Just stop trying to take advantage of the system. The warranty is there for people who burn through shoes prematurely. It is not a 'buy one get one free' pass.

BreakPoint
10-15-2004, 12:01 PM
Hey, I'm not trying to take advantage of the system. If I wore one pair of shoes everyday, they would indeed wear out in 2 or 3 months (some without warranties would wear out in a month). But since I rotate between 6 pairs of shoes, a shoe that would normally last me only 2 months (if I wore them every time I played tennis), might last me a year since I'm only wearing them 1 out of every 6 times I play. However, if I tried to send a shoe with a 6 month warranty back after a year, it will be rejected even though I only have 2 months worth of wear on them. Get it?

What I need is a warranty based upon the NUMBER of times you wear the shoe NOT a specific period of time. I was hoping the NB warranty would be such a warranty.

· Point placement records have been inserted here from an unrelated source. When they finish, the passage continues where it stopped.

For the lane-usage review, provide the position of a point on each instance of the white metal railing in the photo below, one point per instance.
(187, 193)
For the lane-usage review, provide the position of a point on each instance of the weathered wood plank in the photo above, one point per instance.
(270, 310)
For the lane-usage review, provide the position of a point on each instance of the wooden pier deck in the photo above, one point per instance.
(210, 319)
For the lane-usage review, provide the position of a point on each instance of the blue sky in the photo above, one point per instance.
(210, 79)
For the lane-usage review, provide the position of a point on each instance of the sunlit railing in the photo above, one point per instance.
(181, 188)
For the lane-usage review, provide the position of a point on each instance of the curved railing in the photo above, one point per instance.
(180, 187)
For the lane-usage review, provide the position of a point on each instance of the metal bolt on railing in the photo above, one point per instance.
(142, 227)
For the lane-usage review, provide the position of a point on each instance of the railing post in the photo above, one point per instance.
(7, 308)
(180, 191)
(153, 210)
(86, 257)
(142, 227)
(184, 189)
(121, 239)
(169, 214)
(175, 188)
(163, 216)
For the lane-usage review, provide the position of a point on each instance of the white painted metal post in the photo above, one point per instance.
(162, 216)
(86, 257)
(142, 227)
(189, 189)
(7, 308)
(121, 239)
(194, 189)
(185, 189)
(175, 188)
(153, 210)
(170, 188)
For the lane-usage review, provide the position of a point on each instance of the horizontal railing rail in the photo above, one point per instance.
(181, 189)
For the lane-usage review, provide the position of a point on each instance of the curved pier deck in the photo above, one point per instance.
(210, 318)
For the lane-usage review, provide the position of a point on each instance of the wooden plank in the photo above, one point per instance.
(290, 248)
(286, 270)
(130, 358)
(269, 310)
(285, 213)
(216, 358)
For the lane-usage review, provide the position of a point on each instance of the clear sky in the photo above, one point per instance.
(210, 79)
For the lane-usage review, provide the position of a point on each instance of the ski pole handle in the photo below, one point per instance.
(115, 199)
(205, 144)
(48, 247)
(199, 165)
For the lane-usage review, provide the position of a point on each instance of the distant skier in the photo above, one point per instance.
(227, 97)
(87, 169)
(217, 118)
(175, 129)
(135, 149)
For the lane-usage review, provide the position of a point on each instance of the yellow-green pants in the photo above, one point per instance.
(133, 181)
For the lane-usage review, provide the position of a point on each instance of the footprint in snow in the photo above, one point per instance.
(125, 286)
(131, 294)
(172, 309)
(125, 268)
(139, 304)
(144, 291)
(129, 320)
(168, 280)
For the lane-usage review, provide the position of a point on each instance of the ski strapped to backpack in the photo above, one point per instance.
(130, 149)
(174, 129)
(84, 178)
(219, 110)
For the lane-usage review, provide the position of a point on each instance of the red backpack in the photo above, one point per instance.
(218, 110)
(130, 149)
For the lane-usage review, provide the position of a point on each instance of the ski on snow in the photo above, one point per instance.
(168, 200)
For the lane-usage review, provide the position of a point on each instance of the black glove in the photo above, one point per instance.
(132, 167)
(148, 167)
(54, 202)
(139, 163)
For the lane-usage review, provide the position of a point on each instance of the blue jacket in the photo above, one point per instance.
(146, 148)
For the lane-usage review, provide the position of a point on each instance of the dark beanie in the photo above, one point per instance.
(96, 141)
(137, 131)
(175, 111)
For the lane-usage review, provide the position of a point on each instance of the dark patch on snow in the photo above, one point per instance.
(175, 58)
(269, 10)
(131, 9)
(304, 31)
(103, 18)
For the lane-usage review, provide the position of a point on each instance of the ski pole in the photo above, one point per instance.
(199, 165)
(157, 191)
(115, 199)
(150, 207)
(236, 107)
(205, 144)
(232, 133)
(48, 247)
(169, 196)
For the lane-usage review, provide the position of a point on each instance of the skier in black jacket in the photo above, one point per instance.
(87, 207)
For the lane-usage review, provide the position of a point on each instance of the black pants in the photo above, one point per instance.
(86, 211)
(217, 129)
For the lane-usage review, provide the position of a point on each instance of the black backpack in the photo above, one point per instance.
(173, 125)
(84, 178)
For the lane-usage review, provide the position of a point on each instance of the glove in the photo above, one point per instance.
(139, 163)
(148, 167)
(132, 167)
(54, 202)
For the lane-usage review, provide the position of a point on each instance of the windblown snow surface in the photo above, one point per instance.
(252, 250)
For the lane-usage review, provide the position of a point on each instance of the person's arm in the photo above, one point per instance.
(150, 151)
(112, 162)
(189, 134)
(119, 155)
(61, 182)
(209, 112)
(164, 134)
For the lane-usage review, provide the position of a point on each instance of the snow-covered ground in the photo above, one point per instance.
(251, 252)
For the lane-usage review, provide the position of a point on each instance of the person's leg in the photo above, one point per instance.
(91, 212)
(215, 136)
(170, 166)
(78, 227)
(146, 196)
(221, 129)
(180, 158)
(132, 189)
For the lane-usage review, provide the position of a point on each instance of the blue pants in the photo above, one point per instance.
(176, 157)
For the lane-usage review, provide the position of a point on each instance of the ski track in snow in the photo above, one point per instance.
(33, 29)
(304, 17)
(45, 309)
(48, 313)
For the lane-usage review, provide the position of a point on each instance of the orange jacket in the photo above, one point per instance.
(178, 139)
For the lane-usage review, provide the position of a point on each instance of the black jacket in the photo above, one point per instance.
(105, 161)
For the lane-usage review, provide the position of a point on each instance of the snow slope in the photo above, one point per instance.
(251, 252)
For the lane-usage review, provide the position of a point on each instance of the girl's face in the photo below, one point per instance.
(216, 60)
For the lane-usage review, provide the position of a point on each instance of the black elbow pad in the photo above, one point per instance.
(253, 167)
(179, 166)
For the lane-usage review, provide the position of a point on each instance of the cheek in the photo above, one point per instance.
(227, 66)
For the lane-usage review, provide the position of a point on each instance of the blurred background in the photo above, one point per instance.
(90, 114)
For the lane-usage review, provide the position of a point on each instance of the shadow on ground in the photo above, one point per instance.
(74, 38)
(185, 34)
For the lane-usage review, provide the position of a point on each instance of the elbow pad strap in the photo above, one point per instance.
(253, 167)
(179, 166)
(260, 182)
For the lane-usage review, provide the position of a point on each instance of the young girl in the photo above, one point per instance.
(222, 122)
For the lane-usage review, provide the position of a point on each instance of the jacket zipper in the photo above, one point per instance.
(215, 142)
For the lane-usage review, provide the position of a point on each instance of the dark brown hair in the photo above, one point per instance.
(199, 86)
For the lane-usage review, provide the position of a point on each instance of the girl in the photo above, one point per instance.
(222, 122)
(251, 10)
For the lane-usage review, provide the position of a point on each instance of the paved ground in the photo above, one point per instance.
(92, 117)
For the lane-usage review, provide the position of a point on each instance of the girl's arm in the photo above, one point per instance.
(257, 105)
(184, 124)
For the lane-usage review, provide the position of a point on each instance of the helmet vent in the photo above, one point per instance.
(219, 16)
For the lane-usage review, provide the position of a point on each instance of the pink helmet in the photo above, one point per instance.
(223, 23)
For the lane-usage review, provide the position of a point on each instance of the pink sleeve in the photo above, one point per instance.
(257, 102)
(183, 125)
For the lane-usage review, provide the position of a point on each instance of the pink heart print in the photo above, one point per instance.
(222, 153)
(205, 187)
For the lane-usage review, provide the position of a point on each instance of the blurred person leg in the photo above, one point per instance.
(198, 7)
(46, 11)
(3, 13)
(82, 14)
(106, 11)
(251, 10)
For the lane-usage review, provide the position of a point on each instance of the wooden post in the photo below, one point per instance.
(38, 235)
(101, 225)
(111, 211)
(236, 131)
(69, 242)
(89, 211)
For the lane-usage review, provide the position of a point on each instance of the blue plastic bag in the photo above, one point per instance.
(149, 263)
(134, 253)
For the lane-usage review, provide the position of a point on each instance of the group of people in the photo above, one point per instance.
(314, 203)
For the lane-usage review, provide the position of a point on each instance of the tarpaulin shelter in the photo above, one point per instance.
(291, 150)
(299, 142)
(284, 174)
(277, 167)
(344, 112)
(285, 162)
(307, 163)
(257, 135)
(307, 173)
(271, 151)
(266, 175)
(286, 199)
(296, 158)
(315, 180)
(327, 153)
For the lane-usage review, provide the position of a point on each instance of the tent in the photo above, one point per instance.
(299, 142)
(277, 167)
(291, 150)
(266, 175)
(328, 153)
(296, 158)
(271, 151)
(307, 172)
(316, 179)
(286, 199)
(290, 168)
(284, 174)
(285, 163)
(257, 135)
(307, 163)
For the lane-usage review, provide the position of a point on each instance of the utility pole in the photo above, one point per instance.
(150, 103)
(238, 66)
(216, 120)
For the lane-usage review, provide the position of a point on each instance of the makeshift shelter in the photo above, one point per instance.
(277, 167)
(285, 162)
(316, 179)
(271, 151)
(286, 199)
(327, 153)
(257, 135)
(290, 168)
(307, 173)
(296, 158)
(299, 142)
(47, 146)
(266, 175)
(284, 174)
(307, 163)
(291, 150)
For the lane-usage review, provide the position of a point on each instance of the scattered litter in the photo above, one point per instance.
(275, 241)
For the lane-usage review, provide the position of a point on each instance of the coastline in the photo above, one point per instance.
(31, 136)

BTW, a shoe company with a 6 month warranty probably doesn't expect most people to play everyday or about 180 times within a 6 month period. They're likely designed to wear out in about 90 wearings (or playing every other day). If can can get 90 wearings out of any shoe, I'd be very happy. However, what if the shoes wears out with only 50 wearings (well below the max of 180 and even below the average 90), even though it takes me a year to wear that particular shoe 50 times? The shoe DID, in fact, wear out prematurely! It just took me a year instead of 6 months even though I play everyday due to my shoe rotations.

kreative
10-15-2004, 02:16 PM
i don't consider it taking advantage of the system, if that's what New Balance boasts about it's durability. i would call new balance to make sure before you send them in, but as far as i understand it, if they wear out, you should be able to send them in for a replacement pair since they're supposed to "last you a lifetime". i think you do have to have the receipt for purchase for a 1 time replacement.

perfmode
10-15-2004, 02:49 PM
I'll answer your question. You have to have the receipt for the shoes and you must send them in within six months of the date on the receipt. The outsoles must also be worn all the way through to the midsoles in at least one part of the shoe.

kreative
10-15-2004, 05:32 PM
I think it can be longer than 6 months, since it has "lifetime guarantee" right?